In biology, they describe "the edge effect" as the tendency for a greater variety and density of organisms to cluster in the boundaries between communities. As in nature, so too in a networked economy, variety, density and interaction are success factors. The trouble is that most of us live and work within traditional environments - not between them. We live and work in boxes: our company, our profession, our market, our university. Specialization is one of the great achievements of industrial society - but it doesn't work in an information one. Stuck in boxes, we miss what's going on at the edge. To be successfully innovative, organizations need to stimulate interactions at the peripheries between traditional professional, market and organizational environments. They - we - can either exploit the edge effect as a means to innovation - or wait passively for the edge effect to affect us.

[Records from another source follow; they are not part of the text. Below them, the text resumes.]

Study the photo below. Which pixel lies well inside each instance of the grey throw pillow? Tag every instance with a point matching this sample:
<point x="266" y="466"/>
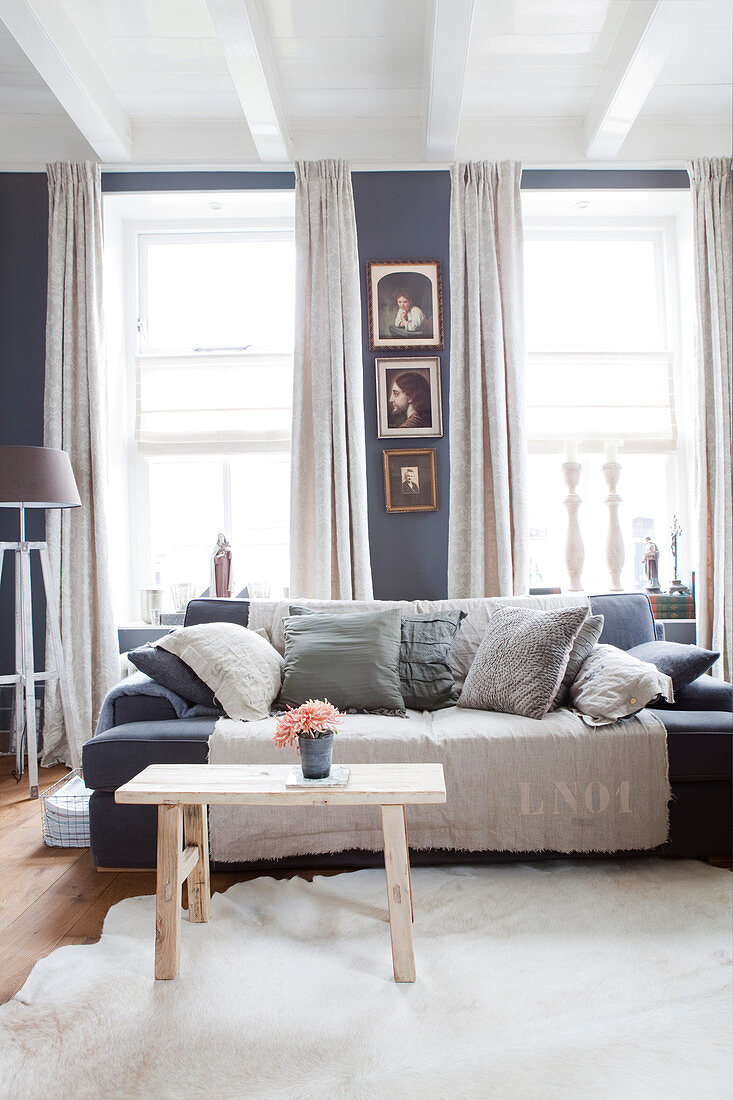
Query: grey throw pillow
<point x="426" y="679"/>
<point x="522" y="659"/>
<point x="582" y="647"/>
<point x="351" y="660"/>
<point x="684" y="663"/>
<point x="171" y="672"/>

We have to make that choice because a revolution is transforming the way our products, systems and cities are designed, the way we use them - and how they relate to us. As yet, this revolution is barely visible on normal personal or organizational strain gauges: that is, because it is bottom-up and outside-in revolution - the result of change processes on the periphery of our normal worlds - and therefore easy to miss. For me, what to do about the edge effect is a design issue. I believe it is possible to design the edge effect into an organization or project. Design is a process to make the connections. A new kind of design - I guess we have to call it design for emergence - increases the flow of information within and between communities. Such a design process does not deliver finished results; its purpose is to stimulate continuous collaborative innovation by the group.
Designing for emergence, designing for the edge effect, is not principally a technical matter. Computer networks carry data - but humans, interacting socially, still create meaning. The design challenge is to decide what inputs to plumb into a particular context: what questions? which people? what experiential qualities? To do this well, two things are necessary: the ability to think or design backwards from a desired outcome - "back-cast" - in order to frame the issue to be worked on; and peripheral vision - the ability to think across boundaries, to spot opportunities at the juncture between industries, to imagine relationships and connections where none existed before.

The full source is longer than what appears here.